El texto que identifica nuestra portada de Bicentenario 21 echa luz sobre un momento complejo de la historia posrevolucionaria como lo fue la necesidad de establecer las bases de lo que sería el ejército mexicano. Los historiadores difieren sobre el momento en que comenzó aquella etapa clave para las tropas revolucionarias. Como lo explica Martha Beatriz Loyo, unos lo sitúan en 1913 ‒hace un siglo ya‒, cuando Venustiano Carranza crea el ejército constitucionalista dividido en varios cuerpos para restablecer el orden constitucional quebrantado por Victoriano Huerta. Pero otros lo ubican en 1917, después de promulgarse la nueva Constitución. Llevar orden a la nueva institución era una tarea compleja en la que abundaban las relaciones personalistas entre jefes y soldados. Proliferaban los feudos y las posibles rebeliones estaban presentes en cada medida que se adoptaba. Pero no sólo había que sustituir la lealtad a los jefes por la lealtad a la institución, predominaba una economía destrozada, propia de la guerra. Las arcas gubernamentales necesitaban equilibrarse y para ello destinar un tercio del presupuesto a las fuerzas militares resultaba inviable para un país apremiado por redistribuir recursos económicos. Tendría que correr más de una década de transformaciones hasta lograr consolidar el ejército de corte popular que lo ha hecho diferente de muchos otros del continente.
La etapa posrevolucionaria que ponemos en este número en manos de los lectores, se complementa con una mirada sobre la importancia que tuvo su difusión. Y para ellos es imprescindible hablar del cine y cómo distintos directores de la época fueron relatando a los ciudadanos, especialmente de la capital, aquellos momentos que no estaban alejados de la propaganda política. Todos los líderes militares y políticos supieron aprovechar el alcance persuasivo del cine para un público con escasos instrumentos para informarse. Francisco Villa fue uno de los que lo supo capitalizar, pero no el único. Y algunos cineastas se identificaron claramente con la causa de los jefes revolucionarios.

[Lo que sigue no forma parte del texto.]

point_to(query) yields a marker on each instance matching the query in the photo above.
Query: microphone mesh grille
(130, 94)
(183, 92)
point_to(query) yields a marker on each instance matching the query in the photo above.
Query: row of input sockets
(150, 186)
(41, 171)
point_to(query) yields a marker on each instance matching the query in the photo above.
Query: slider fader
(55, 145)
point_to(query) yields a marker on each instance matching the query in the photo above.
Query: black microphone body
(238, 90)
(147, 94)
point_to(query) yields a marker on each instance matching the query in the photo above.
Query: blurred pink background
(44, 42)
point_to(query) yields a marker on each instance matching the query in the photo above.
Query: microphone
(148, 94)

La historia está hecha de personajes que la construyen día a día con su ideas transformadoras, vicisitudes, valentías o frustraciones. Hombres y mujeres, en su mayoría anónimos,y otros que dejan en el imaginario popular un encanto que se transmite más allá de su tiempo. Descifrarlos es tarea de la historia y eso nos proponemos hacer en cada una de las ediciones de BiCentenario. María Ignacia La Güera Rodríguez es una de ellas. César Martínez Núñez nos cuenta las últimas pinceladas de vida de una mujer que vivió cerca de los hombres de poder en Nueva España y buscaba comulgar las culpas que la enredaron durante décadas. Los oídos de una sobrina monja le sirvieron para limpiar la carga emocional de amores marchitos, tiempos de economía doméstica maltrecha y abandonos apresurados, antes de retirarse a un convento de franciscanos a pasar sus últimos días.

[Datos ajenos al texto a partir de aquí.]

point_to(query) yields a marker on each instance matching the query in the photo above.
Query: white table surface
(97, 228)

Otros personajes que circundarán estas páginas nos llevarán hasta nuestros pioneros de la astronomía y una de las figuras emblemática de nuestro cine y teatro de la mitad del siglo XX. Francisco Díaz Covarrubias supo imponer su tesón para convencer a los políticos de fines del siglo XIX que un grupo de científicos como él podrían aportar a la ciencia mucho más que teorías inalcanzables sobre el universo para el común de los mexicanos. Logró viajar a Japón para presenciar el pasó de Venus y ante la elite de sus pares en el mundo pudo resolver entre los más avanzados cómo medir la distancia entre el Sol y la Tierra. Fue un hito para el desarrollo de la astronomía de México, aunque la ciencia siguiera luego ocupando un lugar institucional marginal.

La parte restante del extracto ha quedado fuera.